Di ruang keluarga kulihat Mila masih mengulik mesin tik tua tadi, sambil sesekali dia menekan tombol-tombolnya. Semakin lama kulihat justru aku merasakan Mila seperti sedang mengetikkan sesuatu memakai mesin tik tua ini, lalu tak lama Mila beranjak menuju mesin tik elektronik yang setiap hari dia gunakan untuk bekerja. Kertas di mesin tik miliknya dicabut lalu diletakkannya kertas kosong, sedang apa istriku ini? Sebelumnya aku tidak menyangka kalau Mila sedang 'diambil alih' tubuhnya, diriku baru menyadarinya ketika dia berhenti mengetik lalu terbatuk-batuk dan memanggil namaku dengan lemah. Kupapah Mila ke sofa lalu kuambilkan air putih, sembari berdoa kubantu meminumkan air tadi lalu kupijat-pijat bahu dan lengannya.

"Aku kenapa mas Deni, rasanya kok lemas dan agak samar semua tadi?" Tanya Mila dengan nada lemas. Kujawab dengan menjelaskan apa yang baru saja terjadi pada dirinya, lalu dia memelukku sambil ketakutan. "Aku ada firasat kalau misteri ini harus diakhiri, penghuni terdahulu pasti juga mengalami hal yang sama dengan yang kita alami" ucapanku ini langsung dibalas oleh Mila, "Aku paham kalau maksudmu harus kita yang mengakhirinya mas, tapi dengan cara apa?"

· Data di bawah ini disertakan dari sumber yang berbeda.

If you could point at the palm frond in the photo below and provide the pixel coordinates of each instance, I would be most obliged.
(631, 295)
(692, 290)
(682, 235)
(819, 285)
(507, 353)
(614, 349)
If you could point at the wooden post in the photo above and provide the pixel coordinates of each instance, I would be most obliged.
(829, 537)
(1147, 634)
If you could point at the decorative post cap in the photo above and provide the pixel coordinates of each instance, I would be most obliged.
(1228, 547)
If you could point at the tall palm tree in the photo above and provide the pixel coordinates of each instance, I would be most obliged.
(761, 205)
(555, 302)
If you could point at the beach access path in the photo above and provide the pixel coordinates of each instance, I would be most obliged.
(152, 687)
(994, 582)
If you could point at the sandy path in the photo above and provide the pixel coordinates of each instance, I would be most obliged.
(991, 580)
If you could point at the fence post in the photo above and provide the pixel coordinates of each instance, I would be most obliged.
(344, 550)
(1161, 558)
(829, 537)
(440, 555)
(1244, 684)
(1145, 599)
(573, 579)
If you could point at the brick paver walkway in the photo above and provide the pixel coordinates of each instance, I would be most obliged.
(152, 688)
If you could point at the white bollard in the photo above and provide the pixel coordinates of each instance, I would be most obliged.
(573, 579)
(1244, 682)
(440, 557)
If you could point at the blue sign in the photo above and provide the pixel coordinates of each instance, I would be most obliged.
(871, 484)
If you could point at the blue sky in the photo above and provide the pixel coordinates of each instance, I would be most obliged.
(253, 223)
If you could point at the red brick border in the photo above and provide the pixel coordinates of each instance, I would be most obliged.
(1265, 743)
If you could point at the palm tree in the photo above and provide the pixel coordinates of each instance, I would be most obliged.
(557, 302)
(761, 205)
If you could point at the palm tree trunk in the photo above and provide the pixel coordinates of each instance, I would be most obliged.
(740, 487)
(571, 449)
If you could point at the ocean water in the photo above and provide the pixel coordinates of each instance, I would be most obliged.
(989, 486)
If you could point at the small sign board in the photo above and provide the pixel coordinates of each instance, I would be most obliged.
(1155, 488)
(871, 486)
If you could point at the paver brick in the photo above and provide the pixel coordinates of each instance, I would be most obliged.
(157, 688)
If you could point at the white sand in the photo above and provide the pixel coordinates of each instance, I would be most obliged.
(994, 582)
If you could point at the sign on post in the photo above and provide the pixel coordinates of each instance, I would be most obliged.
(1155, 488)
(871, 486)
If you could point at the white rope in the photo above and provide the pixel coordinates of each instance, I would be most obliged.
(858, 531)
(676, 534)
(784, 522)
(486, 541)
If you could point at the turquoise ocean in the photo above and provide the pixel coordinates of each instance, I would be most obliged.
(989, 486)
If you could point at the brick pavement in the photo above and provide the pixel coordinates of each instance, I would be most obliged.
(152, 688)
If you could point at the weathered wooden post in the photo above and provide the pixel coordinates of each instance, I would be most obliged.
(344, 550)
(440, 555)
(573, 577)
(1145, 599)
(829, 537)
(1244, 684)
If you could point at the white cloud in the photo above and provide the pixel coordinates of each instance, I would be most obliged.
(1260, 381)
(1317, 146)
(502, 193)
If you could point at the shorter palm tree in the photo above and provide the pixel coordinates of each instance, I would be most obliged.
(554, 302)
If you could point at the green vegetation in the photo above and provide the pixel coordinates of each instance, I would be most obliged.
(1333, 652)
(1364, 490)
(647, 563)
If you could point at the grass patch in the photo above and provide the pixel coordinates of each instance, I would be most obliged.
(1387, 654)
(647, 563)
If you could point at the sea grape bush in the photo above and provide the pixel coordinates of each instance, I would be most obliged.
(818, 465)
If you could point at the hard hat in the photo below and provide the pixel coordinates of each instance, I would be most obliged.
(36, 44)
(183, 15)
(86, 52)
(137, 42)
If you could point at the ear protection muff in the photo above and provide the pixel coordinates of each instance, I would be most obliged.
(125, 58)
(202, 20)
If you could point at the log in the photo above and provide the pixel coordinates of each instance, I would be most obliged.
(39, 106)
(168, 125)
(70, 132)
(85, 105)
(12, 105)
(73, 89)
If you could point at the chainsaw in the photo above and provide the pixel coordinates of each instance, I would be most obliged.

Kujelaskan pada Mila kalau kami mungkin harus mengikuti petunjuk-petunjuk yang diberikan dibalik fenomena-fenomena kejadian ganjil ini. Besar atau kecilnya sebuah petunjuk pasti akan merujuk pada satu jawaban. Jam 16.00, langit sudah gelap karena mendung pekat dan sudah dua jam hujan yang tidak begitu lebat ini belum juga berhenti. Lampu-lampu sudah kunyalakan semua karena saking gelapnya keadaan sore ini, lalu Mila memanggilku dari ruang keluarga. Mila memberitahukan kepadaku sesuatu yang sama sekali tidak terpikirkan olehku dari siang tadi. Dia menggenggam pensil dan digosokkan ke belakang foto anak perempuan tadi, lalu dari arsiran-arsiran pensil itu terlihat kata-kata "Ini bahasa Belanda mas," kata Mila.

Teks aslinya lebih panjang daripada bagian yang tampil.